Morceau choisi : « De nombreux couples âgés de 16 à 64 ans ont été interrogés sur la fréquence de leurs rapports sexuels tous les mois. Le constat est flagrant : au fil des années, les couples font de moins en moins l’amour. En 1990, la moyenne était de 5 rapports sexuels par mois, en 2000 le chiffre passe à 4 et enfin à 3 en 2010 ». La déduction fatidique qui s’impose est qu’en suivant cette « régression progressive », on sera autour du 0 pointé à l’horizon 2030.
N’ayez crainte, diront de brillants esprits africains ! Tout ça se passe loin de nos latitudes tropicales et nous seront toujours chaleureusement entourés de nos mioches qui nous éviteront l’addiction aux écrans. Cela relève de la malhonnêteté intellectuelle puisque, de toute évidence, les habitudes de consommation sont « décidées » là-bas et « imposées » ici.
Revenons aux interprétations de l’enquête du Pr. David Spiegelhalter. L’hyper-connectivité serait notre ennemi mortel.

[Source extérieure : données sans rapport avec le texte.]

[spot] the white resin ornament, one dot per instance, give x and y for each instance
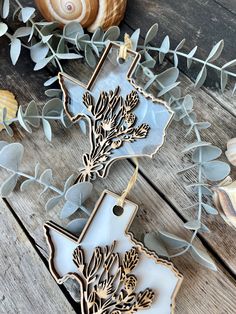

En effet, « nous sommes bien trop souvent sur notre smartphone et toujours sollicités par l’extérieur. Notre manière de consommer à outrance les informations sur tous les supports possibles, les séries disponibles sur les plateformes de streaming qui nous poussent à pratiquer le binge-watching…Bref, nous n’aurons plus le temps de faire l’amour ». Arrêtons-nous une seconde sur le Binge-watching pour prendre la mesure du psychodrame. Prenons trois séries très célèbres qui ont tenu en haleine les téléspectateurs maliens pendant de longs mois : Roots (Racines), Dynasty et Cercle de feu. Imaginons que vous ayez en votre possession, à la maison, la totalité de ces séries et que rien ni personne ne vous interdise de les regarder. Les regarder d’une traite, « cul-sec », pour plonger dans l’étymologie de l’expression. A votre avis, qu’adviendrait-il ? Vous vous couperez du monde, vous vous emmurerez dans un univers virtuel où vous n’accepteriez personne. Même pas une conjointe ou un conjoint ! Voilà le sens de la recherche du Pr. David Spiegelhalter qui omet probablement de façon volontaire d’attirer notre attention sur les conséquences collatérales d’une telle pratique, d’une telle hygiène de vie détestable : la sédentarité. Bienvenue à l’obésité, l’hypertension artérielle, le diabète… et toutes les formes de pathologie cardiaque.
Oui aux écrans puisque, pour le moment, il n’existe presque pas d’autres alternatives, mais tâchons de rester des humains. Il y va de la survie même de notre espèce.